Bunların dışında esnaf ve zanaatkârlar şehirlerde yaşayan diğer bir sınıfı oluşturuyordu. XII. yüzyıldan itibaren Anadolu'daki ticarî hayatın canlılığı, kalabalık esnaf ve zanaatkâr sınıfının oluşmasını sağladı. XIII. yüzyılın ikinci yarısında şehirlerde dinî ve iktisadî bir özellik taşıyan ahilik örgütleri ortaya çıktı. Ahilik, esnaf ve zanaatkârların meslekî kuruluşu idi. Aynı zamanda ahi loncaları, getirdikleri ahlâkî kurallarla topluma öncülük ettiler. Kısa zamanda Anadolu'nun pek çok şehrinde ahi teşkilâtlan kuruldu. Terziler, saraçlar, ayakkabıcılar, dericiler; gibi her esnafın ayrı çarşısı ve sokağı bulunmaktaydı. Her esnaf grubunun şeyhi, yiğitbaşısı, kethüdası vardı. Ahiler usta çırak düzeni içinde çalışırlardı. Bunlar hem ticarî hayatı canlı tutarlar hem de şehrin güvenliğini sağlarlardı. Ahi teşkilâtının temelleri XII. yüzyılda Abbasîler zamanında düzenlenen fütüvvet teşkilâtına kadar uzanmaktadır. Fütüvvet teşkilâtını Anadolu'da ahi şeyhleri temsil ettiğinden, burada ahilik adıyla ortaya çıkmıştır. Anadolu ahiliğinin kurucusu Ahi Evran aynı zamanda bir debbağ (derici) idi.

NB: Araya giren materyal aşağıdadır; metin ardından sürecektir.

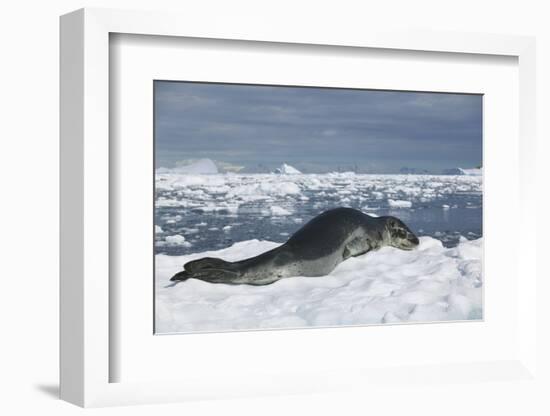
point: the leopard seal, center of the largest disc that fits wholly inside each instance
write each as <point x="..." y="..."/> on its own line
<point x="314" y="250"/>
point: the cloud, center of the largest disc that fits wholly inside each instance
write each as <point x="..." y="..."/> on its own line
<point x="318" y="127"/>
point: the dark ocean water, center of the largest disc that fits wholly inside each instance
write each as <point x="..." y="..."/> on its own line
<point x="205" y="230"/>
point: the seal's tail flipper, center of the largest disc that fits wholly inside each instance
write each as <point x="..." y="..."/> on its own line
<point x="207" y="263"/>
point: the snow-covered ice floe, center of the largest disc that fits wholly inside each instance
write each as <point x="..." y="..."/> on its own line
<point x="430" y="283"/>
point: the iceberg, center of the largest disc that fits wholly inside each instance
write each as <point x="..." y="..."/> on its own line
<point x="287" y="170"/>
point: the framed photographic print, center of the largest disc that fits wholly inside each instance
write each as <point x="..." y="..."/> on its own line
<point x="358" y="197"/>
<point x="231" y="197"/>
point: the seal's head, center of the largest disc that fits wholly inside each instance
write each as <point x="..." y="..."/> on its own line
<point x="399" y="235"/>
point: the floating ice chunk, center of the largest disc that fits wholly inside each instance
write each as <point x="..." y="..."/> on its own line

Ahi teşkilâtlarının üstlendiği görevler ise; aynı meslekten olan üyeler arasında dayanışmayı sağlamak, üyelerini eğitmek, üretimde kalite ve standardı yükseltmek ve denetlemekti. Ayrıca bu teşkilât devletle esnaf arasındaki ilişkileri de düzenlerdi.
Köylüler: Orta Asya bozkırlarında kalabalık kitleler oluşturan göçebe topluluklarının yerleşik hayata geçmelerinde ilk durakları, şehirlerden çok köyler oldu. Göçebelerin köylere yerleşmesinde, Anadolu'nun tarıma elverişli olmasının yanında Selçuklu devlet adamlarının aldığı özendirici tedbirlerin de etkisi oldu. Anadolu Selçuklularında köylüler tarım ve hayvancılıkla uğraşırlardı. Ekip biçtikleri topraklar, devlete ait (mirî arazi) olduğundan ikta sahibinin yönetimi altındaydılar. Toprak, işledikleri sürece çiftçinin elinden alınmazdı. Toprağı işleyenler elde ettikleri ürün karşılığı olarak vergi öderlerdi. Her köyün başında bir köy kethüdası bulunurdu. Bunlar günümüzdeki mahalle ve köy muhtarlarının görevlerini yaparlardı.
Konargöçerler: Göçebeler, Anadolu'nun batı uçlarında, Güney ve Güneydoğu Anadolu bölgelerinde çoğunlukta idiler. Konargöçerler yaz mevsimini Torosların yüksek yaylalarında ve daha iç kısımlardaki dağlık alanlarda, kış mevsimini de Çukurova, Göller yöresi ve Menderes vadisinde geçirirlerdi. Bir kısmının yerleşik hayata geçmesine rağmen, göçebe yaşantısı Osmanlılarda da devam etmiştir. Konargöçerlik az da olsa günümüzde de sürmektedir. Bunlara halk arasında Yörük denilmektedir. Konargöçerlerin başlıca geçim kaynakları hayvancılıktı. Hayvanlarından elde ettikleri süt, yağ, peynir, yapağı, kıl ve deri gibi ürünlerin üretimi yanında canlı hayvan ticareti de yaparlardı. Bunların dışında halı, kilim, heybe gibi dokuma eşyalarından elde ettikleri gelirleri de bulunmaktaydı.